For example, courts in some regions in China began to experiment with plea bargaining between the prosecutor and criminal defendant a procedure learnt from the Anglo-American legal system, Shen said. “Learning from overseas will help China grow stronger.”
The article also quotes a “civil and commercial judge from the Supreme People’s Court” who also studied at Temple on how “China’s civil and commercial law system and practices gained much from the US in the field of Securities Law, Corporation Law and Trust Law.” According to this judge, China had no trust law, “so China’s legislation governing the issue was adapted from Anglo-American countries, mainly Britain and the United States.”
Wang Chenguang, dean of Tsinghua University Law School, talked of how sending judges and prosecutors to the United States is important for China, but does not mean China will entirely abandon its own legal culture:
“We must train professionals so that they know both China’s law and foreign systems,” Wang said. But that doesn’t mean that China needs to imitate the Western legal system, Wang said. “Although it needs to be reformed, China’s judicial system basically suits the country’s condition,” he said.
Wang stressed that as China’s society is quite different from that of Western countries, the Chinese judicial system cannot be expected to match theirs. For example, some Chinese judges have adopted mediation more than their foreign counterparts, instead of merely making judgments. Even so, Wang stressed the necessity for Sino-foreign co-operation.
The influence of globalization goes far beyond the economic field,” Wang said, noting that, for example, co-operation between China and other countries on extraditing Chinese fugitive officials charged with corruption is strengthening. “We learnt the principles of presumption of innocence in the criminal code and human rights guarantees in the Constitution from successful experiences overseas,” he said.
I have had countless conversations along these same lines with the Chinese lawyers with whom our own China lawyers work in China and their views on this are eerily similar to those expressed by the Chinese attorneys in this article.

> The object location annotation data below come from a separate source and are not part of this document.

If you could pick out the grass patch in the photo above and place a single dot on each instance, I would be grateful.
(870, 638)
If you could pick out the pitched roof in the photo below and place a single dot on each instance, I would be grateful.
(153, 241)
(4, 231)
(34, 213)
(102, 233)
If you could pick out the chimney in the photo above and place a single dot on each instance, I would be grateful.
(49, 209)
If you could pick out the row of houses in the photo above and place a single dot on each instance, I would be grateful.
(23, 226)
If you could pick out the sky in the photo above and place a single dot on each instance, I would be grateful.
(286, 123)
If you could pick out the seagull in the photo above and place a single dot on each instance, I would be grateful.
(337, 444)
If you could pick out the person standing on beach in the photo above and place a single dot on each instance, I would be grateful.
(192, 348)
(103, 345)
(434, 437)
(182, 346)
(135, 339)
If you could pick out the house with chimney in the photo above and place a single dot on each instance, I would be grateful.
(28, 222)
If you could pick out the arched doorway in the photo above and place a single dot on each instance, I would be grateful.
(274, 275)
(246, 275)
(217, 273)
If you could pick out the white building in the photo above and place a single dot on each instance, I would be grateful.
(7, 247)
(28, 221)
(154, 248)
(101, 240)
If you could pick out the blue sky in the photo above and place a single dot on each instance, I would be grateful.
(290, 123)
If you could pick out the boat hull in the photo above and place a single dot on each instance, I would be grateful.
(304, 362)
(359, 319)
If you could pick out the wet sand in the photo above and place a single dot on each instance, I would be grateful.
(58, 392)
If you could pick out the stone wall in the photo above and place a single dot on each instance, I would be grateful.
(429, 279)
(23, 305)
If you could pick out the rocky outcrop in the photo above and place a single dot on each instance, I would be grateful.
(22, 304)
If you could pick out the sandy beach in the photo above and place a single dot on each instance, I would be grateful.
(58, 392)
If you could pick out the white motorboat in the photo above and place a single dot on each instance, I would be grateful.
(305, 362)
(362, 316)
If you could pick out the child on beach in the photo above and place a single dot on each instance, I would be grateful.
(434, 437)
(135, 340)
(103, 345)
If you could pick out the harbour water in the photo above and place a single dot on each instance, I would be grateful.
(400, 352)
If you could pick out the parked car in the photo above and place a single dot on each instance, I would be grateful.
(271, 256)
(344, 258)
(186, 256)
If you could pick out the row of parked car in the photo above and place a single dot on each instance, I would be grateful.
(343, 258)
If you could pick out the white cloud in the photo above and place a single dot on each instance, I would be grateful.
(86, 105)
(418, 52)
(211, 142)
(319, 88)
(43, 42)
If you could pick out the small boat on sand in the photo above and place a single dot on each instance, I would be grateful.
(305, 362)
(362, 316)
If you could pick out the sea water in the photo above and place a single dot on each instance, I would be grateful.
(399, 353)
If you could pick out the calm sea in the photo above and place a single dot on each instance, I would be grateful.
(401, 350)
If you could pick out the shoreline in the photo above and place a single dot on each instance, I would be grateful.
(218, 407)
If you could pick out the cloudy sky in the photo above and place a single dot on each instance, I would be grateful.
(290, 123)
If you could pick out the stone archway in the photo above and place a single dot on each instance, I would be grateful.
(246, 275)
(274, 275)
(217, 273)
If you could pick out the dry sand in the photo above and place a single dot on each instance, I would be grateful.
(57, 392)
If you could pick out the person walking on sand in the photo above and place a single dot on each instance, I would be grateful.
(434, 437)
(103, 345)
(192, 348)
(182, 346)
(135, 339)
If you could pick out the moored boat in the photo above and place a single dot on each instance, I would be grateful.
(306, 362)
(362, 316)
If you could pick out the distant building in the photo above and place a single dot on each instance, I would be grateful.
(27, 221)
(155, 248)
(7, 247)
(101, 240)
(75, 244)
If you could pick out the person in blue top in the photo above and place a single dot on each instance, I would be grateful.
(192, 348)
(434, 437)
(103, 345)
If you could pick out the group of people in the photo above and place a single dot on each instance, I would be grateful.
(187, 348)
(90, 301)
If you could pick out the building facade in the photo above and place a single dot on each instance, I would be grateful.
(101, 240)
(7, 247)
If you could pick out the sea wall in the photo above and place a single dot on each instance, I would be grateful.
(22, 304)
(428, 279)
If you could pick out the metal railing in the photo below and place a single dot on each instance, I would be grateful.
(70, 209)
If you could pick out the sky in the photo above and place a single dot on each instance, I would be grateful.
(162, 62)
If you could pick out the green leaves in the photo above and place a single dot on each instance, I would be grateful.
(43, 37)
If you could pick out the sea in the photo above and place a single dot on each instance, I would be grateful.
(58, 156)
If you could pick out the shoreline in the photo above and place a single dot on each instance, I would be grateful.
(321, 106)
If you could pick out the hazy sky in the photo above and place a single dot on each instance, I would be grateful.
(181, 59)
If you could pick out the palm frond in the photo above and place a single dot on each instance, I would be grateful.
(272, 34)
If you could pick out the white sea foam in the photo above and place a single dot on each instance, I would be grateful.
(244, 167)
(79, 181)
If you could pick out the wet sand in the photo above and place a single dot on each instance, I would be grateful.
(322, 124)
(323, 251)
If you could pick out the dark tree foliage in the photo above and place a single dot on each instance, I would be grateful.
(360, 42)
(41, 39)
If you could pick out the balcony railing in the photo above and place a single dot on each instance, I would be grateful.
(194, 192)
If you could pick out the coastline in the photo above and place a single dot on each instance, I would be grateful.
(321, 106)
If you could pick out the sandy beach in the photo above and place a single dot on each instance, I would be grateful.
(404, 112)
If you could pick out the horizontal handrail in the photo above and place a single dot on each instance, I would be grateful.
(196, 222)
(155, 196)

Though the China lawyers with whom we work and the China lawyers in this article are, almost by definition, going to be the most globalized of China’s attorneys, they are also likely to be very influential.
China’s legal system is evolving and as it does so, we can expect it to become more like those in the West. Not in all ways, of course, and not quickly either, but its evolution has already begun and it is going to continue.